Recent examples press home the point. A huge row erupted in the world of football over the question of racism. Firstly incidents involving Manchester United's Danish keeper, Peter Schmeichel, and two black players have raised the question of racism on the pitch.

Then came an incident involving Welsh manager Bobby Gould and one of his players, Nathan Blake, who is black. The player complained that Gould had made soft racists quips to him and had used foul racist language about an opposing black player.

I watched this issue being debated on one of those sport chat shows that suddenly have proliferated on our television screens. Should Gould be sacked for his racism or not? The majority of the panel agreed that although what Gould had said was regrettable he should not be sacked. Many of the panel knew dear old Bobby and, while he may be guilty of the odd slip of the tongue, he's no racist. Why, some of his best players were...

On the panel was the boxing commentator Reg Gutteride. Gutteridge wanted to make it clear that he was not a racist. No, he abhorred racism and was glad that it is dying out of sport (well, it is according to Reg). He had one major problem though. Why did Blake go public with all this, as it only makes things worse?
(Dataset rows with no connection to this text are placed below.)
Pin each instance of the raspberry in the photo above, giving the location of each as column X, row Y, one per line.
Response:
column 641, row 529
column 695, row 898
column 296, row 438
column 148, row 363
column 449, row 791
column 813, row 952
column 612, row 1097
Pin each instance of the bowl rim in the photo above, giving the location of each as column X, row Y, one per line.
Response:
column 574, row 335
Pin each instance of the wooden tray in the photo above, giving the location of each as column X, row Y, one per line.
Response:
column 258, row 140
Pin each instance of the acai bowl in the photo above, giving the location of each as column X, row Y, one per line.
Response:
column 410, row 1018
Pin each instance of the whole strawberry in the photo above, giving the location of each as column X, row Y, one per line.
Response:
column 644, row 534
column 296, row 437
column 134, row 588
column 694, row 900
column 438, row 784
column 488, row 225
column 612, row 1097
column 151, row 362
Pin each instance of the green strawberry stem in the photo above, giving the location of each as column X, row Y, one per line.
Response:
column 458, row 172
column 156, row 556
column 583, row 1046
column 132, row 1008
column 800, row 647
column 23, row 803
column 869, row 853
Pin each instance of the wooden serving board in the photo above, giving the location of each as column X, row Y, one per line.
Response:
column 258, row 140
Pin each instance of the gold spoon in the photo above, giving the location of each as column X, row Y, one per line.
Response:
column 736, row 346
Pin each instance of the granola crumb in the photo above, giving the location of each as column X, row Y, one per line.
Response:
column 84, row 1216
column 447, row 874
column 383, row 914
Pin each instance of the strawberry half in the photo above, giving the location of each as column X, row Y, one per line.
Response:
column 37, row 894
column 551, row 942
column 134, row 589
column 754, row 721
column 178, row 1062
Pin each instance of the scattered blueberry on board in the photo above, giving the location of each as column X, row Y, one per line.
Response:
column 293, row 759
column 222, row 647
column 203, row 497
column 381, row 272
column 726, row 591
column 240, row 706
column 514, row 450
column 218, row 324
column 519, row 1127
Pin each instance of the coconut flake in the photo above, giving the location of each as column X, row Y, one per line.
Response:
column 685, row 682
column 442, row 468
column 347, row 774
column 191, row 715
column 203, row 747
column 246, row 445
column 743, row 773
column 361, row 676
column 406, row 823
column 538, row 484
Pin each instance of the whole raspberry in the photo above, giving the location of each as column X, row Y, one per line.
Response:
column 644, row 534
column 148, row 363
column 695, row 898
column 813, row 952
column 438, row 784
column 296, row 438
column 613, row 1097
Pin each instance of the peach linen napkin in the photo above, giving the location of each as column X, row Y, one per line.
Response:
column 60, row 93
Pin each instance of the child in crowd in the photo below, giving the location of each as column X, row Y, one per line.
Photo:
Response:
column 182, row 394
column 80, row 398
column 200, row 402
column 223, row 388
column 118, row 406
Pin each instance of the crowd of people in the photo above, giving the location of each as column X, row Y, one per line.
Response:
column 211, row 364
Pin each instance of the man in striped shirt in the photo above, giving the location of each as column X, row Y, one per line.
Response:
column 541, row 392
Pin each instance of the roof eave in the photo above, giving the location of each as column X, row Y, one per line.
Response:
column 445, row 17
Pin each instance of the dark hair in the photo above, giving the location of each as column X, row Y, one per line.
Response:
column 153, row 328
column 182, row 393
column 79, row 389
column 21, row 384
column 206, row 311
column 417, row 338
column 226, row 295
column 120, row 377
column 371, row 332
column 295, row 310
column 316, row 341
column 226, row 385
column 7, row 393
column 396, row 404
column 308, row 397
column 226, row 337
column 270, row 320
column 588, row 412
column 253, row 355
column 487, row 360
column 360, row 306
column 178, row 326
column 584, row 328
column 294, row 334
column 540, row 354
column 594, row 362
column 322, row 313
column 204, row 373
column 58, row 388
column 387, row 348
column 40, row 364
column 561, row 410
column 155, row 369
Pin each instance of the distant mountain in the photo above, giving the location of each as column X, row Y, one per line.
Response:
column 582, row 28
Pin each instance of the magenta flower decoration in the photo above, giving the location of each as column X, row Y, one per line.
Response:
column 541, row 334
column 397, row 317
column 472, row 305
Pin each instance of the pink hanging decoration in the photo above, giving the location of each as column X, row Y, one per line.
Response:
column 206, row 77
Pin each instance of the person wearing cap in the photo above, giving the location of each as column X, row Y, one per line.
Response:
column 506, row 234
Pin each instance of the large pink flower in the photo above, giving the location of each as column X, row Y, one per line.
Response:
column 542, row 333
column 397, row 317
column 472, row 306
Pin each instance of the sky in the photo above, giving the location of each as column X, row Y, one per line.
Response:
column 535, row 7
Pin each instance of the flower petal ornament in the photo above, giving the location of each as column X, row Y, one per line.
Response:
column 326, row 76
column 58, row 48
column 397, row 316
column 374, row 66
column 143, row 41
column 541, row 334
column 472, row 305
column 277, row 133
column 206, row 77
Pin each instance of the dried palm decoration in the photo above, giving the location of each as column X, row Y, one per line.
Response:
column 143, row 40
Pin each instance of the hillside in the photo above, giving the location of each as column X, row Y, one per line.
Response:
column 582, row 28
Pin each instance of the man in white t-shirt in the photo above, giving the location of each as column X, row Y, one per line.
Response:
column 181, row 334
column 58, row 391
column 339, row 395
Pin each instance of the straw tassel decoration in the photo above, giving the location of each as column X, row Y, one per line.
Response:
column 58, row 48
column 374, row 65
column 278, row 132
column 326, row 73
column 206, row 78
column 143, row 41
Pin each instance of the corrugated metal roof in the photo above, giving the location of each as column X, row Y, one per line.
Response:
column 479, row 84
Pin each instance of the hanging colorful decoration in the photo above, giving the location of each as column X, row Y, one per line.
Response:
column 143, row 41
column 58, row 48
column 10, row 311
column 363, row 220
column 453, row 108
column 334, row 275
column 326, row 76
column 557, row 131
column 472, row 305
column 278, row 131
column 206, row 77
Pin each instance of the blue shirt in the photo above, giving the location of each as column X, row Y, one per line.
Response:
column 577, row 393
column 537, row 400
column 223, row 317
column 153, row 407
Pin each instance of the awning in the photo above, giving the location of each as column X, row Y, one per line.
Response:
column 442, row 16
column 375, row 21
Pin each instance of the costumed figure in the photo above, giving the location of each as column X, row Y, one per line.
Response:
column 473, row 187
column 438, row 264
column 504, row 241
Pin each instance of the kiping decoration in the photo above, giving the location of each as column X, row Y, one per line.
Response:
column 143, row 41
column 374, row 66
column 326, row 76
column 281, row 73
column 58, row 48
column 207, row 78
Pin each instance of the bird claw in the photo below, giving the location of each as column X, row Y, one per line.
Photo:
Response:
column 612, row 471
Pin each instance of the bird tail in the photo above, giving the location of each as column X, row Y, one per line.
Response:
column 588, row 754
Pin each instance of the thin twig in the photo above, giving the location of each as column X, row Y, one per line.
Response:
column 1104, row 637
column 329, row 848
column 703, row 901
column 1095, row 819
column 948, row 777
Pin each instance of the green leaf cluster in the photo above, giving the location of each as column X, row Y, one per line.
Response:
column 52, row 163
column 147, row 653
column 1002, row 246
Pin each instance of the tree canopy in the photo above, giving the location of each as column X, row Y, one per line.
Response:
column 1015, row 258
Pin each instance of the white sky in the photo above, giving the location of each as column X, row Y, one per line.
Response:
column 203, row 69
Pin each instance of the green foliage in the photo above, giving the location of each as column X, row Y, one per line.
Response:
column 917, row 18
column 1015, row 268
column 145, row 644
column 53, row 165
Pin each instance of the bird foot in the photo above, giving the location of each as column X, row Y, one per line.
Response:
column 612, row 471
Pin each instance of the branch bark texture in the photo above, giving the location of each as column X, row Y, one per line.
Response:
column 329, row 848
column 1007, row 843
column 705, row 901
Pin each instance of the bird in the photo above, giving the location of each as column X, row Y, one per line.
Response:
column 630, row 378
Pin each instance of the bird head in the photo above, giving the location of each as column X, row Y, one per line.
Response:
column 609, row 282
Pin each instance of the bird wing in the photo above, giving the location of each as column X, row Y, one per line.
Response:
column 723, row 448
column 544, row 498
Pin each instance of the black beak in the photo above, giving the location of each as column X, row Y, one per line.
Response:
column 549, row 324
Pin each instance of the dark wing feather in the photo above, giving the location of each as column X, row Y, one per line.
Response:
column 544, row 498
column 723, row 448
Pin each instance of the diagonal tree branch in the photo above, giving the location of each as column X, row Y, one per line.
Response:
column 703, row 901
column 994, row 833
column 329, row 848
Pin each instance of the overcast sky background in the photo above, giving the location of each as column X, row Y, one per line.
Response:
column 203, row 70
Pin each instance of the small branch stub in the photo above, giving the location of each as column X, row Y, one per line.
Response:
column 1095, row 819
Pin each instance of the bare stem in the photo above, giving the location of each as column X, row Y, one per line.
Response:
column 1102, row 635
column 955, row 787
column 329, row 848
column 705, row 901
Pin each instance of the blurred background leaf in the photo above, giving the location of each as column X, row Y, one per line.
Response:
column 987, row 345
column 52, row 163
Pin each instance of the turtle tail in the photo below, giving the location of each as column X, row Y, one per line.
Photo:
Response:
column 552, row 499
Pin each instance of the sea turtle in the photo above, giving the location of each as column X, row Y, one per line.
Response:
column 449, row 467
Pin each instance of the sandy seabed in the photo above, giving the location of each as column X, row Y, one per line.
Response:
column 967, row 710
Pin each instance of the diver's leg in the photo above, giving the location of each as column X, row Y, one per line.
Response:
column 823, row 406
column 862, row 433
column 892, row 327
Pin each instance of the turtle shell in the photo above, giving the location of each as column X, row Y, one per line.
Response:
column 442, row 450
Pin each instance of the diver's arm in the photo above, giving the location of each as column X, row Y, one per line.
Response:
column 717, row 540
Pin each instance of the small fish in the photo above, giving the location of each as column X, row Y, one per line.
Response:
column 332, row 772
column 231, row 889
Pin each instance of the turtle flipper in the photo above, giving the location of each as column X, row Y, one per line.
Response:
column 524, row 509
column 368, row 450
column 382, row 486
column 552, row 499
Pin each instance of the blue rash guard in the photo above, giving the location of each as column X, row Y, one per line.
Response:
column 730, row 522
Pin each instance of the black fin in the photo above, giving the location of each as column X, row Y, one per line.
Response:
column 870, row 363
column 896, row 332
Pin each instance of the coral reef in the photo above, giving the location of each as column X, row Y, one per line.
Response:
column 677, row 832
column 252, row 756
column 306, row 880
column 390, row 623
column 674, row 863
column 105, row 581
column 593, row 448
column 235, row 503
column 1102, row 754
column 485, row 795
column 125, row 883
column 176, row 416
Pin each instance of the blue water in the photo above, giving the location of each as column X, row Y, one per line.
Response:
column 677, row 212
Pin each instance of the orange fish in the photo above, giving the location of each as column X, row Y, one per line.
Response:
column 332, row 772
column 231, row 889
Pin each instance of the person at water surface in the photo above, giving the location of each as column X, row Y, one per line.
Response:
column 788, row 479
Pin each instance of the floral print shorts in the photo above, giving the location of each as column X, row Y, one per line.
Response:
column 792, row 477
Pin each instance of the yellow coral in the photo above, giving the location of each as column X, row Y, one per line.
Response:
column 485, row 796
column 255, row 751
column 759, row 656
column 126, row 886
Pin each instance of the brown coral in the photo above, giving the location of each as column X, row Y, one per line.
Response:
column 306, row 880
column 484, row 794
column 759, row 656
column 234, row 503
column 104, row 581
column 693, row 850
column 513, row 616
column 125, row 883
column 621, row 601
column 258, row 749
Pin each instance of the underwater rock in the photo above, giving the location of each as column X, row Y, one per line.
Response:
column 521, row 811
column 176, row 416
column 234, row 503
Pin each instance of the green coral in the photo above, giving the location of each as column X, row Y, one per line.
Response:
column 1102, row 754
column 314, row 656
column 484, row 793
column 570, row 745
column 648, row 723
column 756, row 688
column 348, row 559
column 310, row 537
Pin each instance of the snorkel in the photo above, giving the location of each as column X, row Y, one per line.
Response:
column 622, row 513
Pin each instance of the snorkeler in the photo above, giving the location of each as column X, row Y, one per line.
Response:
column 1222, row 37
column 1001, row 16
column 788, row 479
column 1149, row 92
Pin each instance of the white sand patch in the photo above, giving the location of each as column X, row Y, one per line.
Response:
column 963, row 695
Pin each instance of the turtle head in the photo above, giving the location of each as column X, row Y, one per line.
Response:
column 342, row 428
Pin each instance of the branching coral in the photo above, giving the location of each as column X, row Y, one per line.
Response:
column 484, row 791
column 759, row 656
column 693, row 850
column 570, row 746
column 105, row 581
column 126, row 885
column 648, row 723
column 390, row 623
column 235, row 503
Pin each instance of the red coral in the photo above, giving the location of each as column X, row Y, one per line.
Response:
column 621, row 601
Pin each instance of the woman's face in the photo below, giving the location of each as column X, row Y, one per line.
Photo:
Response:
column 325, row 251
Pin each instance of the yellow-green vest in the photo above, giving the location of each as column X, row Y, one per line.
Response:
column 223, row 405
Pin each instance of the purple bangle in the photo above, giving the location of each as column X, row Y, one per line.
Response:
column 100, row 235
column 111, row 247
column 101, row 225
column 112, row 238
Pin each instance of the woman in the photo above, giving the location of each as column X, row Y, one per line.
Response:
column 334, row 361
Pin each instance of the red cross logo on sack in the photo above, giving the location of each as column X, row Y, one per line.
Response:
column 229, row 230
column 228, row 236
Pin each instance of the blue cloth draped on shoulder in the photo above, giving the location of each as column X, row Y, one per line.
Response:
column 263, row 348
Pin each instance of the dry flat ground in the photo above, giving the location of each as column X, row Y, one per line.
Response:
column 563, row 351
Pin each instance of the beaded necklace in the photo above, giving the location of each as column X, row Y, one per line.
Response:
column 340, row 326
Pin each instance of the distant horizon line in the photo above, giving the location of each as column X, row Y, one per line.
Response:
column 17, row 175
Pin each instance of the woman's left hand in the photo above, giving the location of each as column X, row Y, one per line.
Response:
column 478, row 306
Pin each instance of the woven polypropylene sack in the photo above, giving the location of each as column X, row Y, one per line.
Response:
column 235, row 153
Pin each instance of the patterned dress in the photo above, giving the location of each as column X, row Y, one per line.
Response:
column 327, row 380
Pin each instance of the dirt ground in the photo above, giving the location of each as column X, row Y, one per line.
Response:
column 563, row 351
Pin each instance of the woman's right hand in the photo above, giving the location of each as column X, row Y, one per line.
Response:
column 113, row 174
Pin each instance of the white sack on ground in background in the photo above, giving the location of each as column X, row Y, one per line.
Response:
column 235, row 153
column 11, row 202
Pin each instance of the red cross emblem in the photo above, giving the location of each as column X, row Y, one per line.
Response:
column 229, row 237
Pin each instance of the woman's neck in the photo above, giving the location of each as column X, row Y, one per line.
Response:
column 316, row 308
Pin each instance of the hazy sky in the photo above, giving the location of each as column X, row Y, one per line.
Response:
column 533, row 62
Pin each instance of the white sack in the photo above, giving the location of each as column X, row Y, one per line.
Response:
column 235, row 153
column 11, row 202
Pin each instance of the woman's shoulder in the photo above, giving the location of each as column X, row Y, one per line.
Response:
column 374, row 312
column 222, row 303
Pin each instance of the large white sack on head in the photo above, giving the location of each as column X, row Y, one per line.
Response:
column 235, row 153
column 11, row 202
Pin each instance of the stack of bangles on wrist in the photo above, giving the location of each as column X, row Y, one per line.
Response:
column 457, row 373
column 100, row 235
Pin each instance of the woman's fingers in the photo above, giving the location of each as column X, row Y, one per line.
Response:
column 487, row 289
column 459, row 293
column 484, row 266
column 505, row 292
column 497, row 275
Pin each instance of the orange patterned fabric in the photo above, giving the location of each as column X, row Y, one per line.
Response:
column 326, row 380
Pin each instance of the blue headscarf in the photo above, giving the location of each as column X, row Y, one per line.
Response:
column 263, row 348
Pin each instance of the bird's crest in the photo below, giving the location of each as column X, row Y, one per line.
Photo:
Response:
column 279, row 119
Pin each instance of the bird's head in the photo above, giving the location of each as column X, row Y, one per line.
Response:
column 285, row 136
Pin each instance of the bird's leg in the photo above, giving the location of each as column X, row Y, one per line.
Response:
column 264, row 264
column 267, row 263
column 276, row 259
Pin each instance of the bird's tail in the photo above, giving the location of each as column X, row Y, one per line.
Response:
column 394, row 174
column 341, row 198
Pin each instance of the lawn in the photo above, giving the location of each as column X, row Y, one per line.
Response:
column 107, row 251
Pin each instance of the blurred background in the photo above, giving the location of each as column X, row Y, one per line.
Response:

Now, of course, it is easy to see why Reg thinks sport is largely racism free. After all, if people don't talk about it, it will at worst go away or at best not exist altogether. But there's this damn 'politically correct' black footballer not willing to put up with the jokes, not prepared to turn a deaf ear to foul racist abuse, which, of course, only slipped out in the heat of the moment.

Ah well, you say, so what? It's just football. But it's just a small step from complaining that someone speaks out to begin to dismiss what they say altogether. And far more important people than the odd moronic boxing commentator can deliver far more crucial judgements.

How about, for example, crown court judge Christopher Hardy. Hardy was hearing a case in which a young black woman was being prosecuted for attacking a retired army general in a taxi queue after he rebuked her for jumping the queue. The woman's defence was that she had responded to a torrent of racial abuse.

Now, you and I weren't there and can't know the full facts. The judge, however, was in no doubt, nor was his lack of doubt confined to this one black woman:

'What has happened in your defence is the sort of thing, unfortunately, happening increasingly in the experience of the courts when a defendant appears from an ethnic minority. You quite cynically and dishonestly decided to play the race card, seeking to get politically correct sympathy with the jury...'

Now this is, to say the least, interesting. Let's just suppose you were a young black who had responded to a torrent of racial abuse. How should you mitigate in front of Judge Hardy, since clearly he wouldn't believe you had been racially abused? I suppose you could try a politically incorrect defence. Maybe the judge would prefer, 'He was staring at my bird so I had him,' or, 'He looked like a poof so I kicked his head in,' or even, 'He reminded me of that Tony Benn and I can't stand left wing scum.'

In case you think this is being a bit hard on Hardy, it is worth pointing out that this is the judge who only gave a three month sentence to BNP leader Richard Edmonds after a vicious racist assault on a black man who had the 'politically correct' nerve to have a white girlfriend, which enraged Edmonds and his fellow Nazis so much that they stuck a glass in the black man's face.

It appears that judges, who seem to be the most out of touch section of society, are up to date on the latest political fads. You have judges who've never heard of Gazza, who asked of George Best at the height of his fame whether he 'played Association Football or Rugby Football Union'.

There are judges who have been on record as never having heard of the Beatles, let alone Oasis. Yet there they are completely up to the mark on the evils of 'political correctness'. Strange isn't it?

I don't know about Fitz, but I do know that those who hound 'political correctness' have a bite a whole lot nastier than their bark.